Sunday, November 18, 2012

Prawn Mee


I was craving for this dish the other day and I thought to myself I should be able to do this. Google-ed a few recipes and then decided to mix and match some of them depending on what I had available. The ingredients needed are mainly as below:


- 800g of pork ribs, blanched
- 200g ikan bilis
- 500g prawns, shelled and deveined but retain the shells
- 5 dried scallops
- Star anise and cinnamon bark about 10g
- 10 peppercorns
- Spring onion
- half a garlic, chopped
- Ginger, thinly sliced
- Yellow noodles
- bean sprouts, blanched
- sugar
- salt
- 1/2 a cup of fish sauce or more as desired
- dark soya and light soya sauces

Directions:

First, blanch the pork ribs with hot water to get rid of oil and surface dirt.

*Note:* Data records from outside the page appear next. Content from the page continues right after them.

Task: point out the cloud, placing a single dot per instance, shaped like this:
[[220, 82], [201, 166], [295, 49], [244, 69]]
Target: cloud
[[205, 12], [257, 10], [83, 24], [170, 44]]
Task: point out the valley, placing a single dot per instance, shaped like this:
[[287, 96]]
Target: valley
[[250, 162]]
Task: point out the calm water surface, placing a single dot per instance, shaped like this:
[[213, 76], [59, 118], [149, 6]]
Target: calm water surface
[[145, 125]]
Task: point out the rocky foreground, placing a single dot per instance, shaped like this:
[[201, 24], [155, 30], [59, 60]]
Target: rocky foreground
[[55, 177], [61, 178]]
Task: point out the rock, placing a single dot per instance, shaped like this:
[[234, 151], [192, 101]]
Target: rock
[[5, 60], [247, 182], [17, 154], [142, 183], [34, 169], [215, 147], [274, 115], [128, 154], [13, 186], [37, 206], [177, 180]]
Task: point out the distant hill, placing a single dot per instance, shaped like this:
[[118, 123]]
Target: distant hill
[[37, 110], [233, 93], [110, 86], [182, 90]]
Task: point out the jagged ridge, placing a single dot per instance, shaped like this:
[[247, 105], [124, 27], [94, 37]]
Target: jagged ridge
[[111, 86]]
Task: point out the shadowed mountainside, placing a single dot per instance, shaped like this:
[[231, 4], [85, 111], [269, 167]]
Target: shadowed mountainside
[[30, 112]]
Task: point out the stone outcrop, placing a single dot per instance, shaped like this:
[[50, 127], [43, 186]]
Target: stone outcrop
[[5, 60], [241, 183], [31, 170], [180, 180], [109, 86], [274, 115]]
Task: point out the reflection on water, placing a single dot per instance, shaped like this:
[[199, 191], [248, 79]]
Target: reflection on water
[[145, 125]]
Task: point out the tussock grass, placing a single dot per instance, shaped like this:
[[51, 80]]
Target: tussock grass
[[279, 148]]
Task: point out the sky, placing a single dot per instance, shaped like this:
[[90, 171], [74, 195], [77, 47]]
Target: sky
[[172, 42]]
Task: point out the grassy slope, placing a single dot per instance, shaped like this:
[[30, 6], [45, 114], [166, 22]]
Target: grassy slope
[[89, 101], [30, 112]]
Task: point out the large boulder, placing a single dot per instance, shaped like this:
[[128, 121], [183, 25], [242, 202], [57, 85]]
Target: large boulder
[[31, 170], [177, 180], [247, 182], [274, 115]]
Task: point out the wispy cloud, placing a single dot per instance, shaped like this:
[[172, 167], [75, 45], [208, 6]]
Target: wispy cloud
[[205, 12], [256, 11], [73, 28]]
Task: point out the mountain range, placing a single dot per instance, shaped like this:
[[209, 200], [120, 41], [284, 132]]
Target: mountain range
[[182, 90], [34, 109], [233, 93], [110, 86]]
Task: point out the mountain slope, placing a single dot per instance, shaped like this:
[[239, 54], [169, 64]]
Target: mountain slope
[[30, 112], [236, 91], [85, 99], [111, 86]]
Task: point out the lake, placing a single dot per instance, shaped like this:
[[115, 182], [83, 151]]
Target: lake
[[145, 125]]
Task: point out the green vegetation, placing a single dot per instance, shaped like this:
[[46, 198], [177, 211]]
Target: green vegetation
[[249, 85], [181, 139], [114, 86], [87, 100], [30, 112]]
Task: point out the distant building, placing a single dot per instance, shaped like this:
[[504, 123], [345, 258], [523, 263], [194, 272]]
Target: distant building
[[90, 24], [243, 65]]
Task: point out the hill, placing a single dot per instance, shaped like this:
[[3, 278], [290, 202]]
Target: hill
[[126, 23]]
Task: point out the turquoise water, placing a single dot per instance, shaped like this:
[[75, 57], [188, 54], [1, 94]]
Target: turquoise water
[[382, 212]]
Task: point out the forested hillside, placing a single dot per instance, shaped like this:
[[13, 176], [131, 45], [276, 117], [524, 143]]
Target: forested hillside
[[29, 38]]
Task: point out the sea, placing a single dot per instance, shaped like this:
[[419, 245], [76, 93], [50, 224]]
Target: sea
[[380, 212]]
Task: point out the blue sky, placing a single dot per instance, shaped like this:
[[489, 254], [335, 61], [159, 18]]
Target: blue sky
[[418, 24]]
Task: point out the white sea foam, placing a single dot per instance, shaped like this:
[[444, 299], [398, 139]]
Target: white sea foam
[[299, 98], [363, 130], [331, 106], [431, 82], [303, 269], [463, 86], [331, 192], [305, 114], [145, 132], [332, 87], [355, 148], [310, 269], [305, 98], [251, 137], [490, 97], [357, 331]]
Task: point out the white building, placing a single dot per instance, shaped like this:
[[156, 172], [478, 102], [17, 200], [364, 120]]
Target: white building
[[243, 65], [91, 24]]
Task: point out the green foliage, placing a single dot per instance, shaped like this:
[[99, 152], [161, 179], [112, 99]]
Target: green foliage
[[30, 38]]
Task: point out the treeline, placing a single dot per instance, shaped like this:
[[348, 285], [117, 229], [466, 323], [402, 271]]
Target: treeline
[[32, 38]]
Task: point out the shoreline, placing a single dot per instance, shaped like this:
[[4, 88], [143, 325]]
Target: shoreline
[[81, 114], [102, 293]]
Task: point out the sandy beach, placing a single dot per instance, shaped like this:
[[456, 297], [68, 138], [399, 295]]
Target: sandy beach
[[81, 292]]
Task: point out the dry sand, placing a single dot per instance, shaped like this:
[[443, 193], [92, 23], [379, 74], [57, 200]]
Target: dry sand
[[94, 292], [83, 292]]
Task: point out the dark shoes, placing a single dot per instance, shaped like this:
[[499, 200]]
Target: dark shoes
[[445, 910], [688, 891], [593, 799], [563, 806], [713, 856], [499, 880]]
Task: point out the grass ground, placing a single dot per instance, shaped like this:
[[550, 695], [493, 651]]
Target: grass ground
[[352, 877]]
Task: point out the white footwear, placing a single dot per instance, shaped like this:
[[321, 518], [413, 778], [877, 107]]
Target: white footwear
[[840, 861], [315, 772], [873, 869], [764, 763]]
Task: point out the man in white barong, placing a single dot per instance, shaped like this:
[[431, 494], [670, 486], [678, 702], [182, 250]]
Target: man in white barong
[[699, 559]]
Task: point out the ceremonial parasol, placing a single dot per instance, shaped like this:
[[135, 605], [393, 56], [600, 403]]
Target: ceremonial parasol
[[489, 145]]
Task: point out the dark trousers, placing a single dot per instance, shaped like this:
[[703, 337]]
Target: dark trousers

Then peel and devein the prawns. Fry the prawn shells with ginger and spring onion until they are pink then add the ikan bilis and about 1 tablespoon of sugar. Slow cook the prawn shells and ikan bilis together with the pork ribs, dried scallops, star anise, peppercorns, cinnamon bark and 10 cups of water for 6-8 hours. Add sugar, salt, fish sauce, dark and light soya and bring to a boil, the resulting broth should be clear, dark and flavourful. If there the taste is not intense enough, slow cook further.

When it is time to eat, bring the soup to a boil and cook the prawn meat quickly in the boiling broth. Do not overcook the prawns so that they remain succulent and sweet. Serve the noodles with prawns, pork ribs, bean sprouts and the aromatic broth and garnish with chopped spring onion and fried shallots.